The majority of studies available in literature about expert systems do not explicit describe the method used to retrieve the associated meal and moment of measurement of glycaemia data or how they manage the lack of this information. Some expert systems allow patients to add a meal tag to glycaemia measurements after uploading data from the glucose meter (Cafazzo et al., 2012, Lim et al., 2011, Quinn et al., 2008), but it has been observed that sometimes patients forget to label some of the measurements (Mackillop et al., 2014) so they cannot be automatically analyzed. To solve this problem, the expert system can preselect a meal tag for each measurement downloaded and allow patients to modify it. Bromuri et al, pre-select glycaemia meal tags based on previous measurements, so, if the last measurement was taken before dinner, an after dinner period is preselected (Bromuri, Puricel, & Schumann, 2016). However, this method might present problems when dealing with repeated or missing measurements, for example if the patient forgets to measure her glycaemia after dinner, she measures it the following day before breakfast and she, by mistake, accepts the preselected meal tag.
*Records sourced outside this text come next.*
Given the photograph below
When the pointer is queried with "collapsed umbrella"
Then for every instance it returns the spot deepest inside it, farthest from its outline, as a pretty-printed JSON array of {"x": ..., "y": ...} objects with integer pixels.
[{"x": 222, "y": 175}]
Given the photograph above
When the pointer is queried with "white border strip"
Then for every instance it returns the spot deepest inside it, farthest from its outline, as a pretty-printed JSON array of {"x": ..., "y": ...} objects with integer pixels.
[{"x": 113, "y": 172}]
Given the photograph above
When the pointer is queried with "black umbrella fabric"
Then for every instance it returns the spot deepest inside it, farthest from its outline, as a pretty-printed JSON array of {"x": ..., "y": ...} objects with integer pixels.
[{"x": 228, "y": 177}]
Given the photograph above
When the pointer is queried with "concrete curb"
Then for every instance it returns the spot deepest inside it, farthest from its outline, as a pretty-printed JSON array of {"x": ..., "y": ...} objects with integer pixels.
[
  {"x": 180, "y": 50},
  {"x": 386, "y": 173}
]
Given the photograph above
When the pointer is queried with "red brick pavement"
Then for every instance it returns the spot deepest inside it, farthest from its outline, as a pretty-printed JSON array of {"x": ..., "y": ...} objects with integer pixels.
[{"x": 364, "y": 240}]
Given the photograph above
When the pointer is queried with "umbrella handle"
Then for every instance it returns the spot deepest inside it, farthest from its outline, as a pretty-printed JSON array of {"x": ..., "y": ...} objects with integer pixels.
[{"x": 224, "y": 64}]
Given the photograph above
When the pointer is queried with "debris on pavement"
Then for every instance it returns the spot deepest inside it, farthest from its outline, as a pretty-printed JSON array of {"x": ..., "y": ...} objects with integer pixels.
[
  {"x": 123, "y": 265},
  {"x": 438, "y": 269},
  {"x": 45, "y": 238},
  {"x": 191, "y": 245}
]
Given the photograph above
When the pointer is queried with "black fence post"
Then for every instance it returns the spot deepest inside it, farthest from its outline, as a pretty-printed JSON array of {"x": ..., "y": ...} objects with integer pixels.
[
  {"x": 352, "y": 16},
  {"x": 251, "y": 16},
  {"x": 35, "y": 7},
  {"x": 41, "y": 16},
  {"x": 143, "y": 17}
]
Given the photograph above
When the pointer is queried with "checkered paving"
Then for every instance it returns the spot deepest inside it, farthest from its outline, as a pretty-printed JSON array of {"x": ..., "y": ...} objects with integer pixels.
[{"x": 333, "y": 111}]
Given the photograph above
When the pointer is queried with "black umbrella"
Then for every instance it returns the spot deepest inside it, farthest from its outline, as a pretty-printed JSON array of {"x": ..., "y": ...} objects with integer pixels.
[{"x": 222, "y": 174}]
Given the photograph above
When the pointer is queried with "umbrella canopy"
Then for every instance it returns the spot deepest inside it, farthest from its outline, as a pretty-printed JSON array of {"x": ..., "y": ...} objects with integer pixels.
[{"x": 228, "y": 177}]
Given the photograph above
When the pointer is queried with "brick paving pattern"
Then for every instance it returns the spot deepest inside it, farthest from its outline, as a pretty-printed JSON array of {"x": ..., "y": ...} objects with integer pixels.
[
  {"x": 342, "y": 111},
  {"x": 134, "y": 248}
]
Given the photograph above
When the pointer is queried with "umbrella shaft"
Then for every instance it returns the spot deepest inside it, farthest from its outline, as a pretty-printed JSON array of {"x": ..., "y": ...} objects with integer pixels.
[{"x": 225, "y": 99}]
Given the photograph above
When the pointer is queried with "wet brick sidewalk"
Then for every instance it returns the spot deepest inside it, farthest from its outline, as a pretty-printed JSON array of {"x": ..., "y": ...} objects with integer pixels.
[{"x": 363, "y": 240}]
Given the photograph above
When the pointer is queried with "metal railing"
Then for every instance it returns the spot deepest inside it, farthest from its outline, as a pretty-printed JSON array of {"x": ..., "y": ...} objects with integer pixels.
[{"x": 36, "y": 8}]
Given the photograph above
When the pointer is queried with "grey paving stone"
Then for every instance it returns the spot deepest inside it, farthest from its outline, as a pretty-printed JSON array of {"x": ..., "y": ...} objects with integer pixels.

Some commercial applications automatically classify the glycaemia measurements downloaded by patients according to patient's predefined mealtimes (Sanofi Diabetes, 2015), but this method might present an elevated rate of errors as we will see in the following sections. We propose an innovative method for glycaemia meal tag preselection using machine learning techniques.

This paper presents the methodology to design an automatic classifier to associate the appropriate meal and moment of measurement to each glycaemia data downloaded from a glucose meter, its integration within the Sinedie expert system for GDM and the classification results obtained in a pilot study at Hospital de Sabadell with 47 patients for 8 months.